Kristinn Jörundsson

Personal information
- Born: 13 October 1950 (age 75)
- Nationality: Icelandic
- Listed height: 183 cm (6 ft 0 in)

Career information
- Playing career: 1968–1988
- Position: Guard
- Number: 11

Career history

Playing
- 1968–1983: ÍR
- 1983–1984: ÍS
- 1984–1988: ÍR

Coaching
- 1982–1984: ÍS (men's)
- 1983–1984: ÍR (women's)
- 1984–1986: ÍR (men's)

Career highlights
- As player: 3x Icelandic Basketball Player of the Year (1973, 1975, 1977); 2x Úrvalsdeild Player of the Year (1975, 1977); 7x Icelandic champion (1969–1973, 1975, 1977); Icelandic D1 champion (1984, 1987); As coach: Icelandic Men's D1 champion (1984);

= Kristinn Jörundsson =

Icelandic footballer and basketball player

Kristinn Jörundsson (born 13 October 1950) is an Icelandic former basketball and football player who played for both the Icelandic national basketball team and the Icelandic national football team. He won seven national basketball championships as a member of Íþróttafélag Reykjavíkur and one national football championships as a member of Knattspyrnufélagið Fram.

==Basketball career ==
===Club===
Kristinn played 19 seasons with ÍR, winning the national championship seven times. He was named the Icelandic Basketball Player of the Year in 1973, 1975 and 1977 and the Player of the Year in 1975 and 1977.

===International===
Kristinn played 79 games for the Icelandic national basketball team from 1970 to 1981.

===Coaching===
Kristinn was the head coach of ÍS men's team from 1982 to 1984, guiding them to the Division I championship in 1984 and a promotion to the Úrvalsdeild. He coached ÍR women's team during the 1983–1984 Úrvalsdeild kvenna season and helped the team to a second-place finish.

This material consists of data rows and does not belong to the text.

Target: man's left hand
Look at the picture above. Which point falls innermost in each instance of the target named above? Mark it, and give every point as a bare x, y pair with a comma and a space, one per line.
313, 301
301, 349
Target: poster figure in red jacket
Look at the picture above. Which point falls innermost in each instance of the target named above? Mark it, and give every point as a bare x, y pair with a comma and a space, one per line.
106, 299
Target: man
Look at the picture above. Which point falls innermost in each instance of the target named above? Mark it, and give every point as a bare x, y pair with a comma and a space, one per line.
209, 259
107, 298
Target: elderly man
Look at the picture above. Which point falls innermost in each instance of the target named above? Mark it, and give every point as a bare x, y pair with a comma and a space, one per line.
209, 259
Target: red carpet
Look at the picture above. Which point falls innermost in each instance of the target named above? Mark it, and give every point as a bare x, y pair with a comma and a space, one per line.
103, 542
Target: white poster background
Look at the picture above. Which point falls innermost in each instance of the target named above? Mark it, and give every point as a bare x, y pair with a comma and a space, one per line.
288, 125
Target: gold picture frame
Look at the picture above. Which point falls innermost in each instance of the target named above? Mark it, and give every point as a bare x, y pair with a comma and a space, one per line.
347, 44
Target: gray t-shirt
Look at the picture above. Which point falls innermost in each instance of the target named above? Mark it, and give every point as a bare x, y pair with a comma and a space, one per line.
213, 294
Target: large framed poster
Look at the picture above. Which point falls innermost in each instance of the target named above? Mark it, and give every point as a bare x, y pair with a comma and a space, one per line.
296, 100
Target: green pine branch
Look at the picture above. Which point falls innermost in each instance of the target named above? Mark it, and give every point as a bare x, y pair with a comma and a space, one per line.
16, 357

In 1984 he was hired as the player-coach of ÍR where he served for two seasons.

==Football career==

===Club===
Kristinn won the national football championships in 1972 and the Icelandic football cup twice as a member of Reykjavík-based Knattspyrnufélagið Fram. Over his career, he scored 60 goals in the Icelandic top-tier league. With the exception of a year at Íþróttafélagið Völsungur, he spent all of his career with Fram.

===International===
Kristinn played two games for the Icelandic national football team.

==Personal life==
Kristinn's nephew, Andri Rúnar Bjarnason, was the top goal scorer in Úrvalsdeild karla in 2017. His niece, Rut Jónsdóttir, is a professional handball player and a member of the Icelandic national handball team.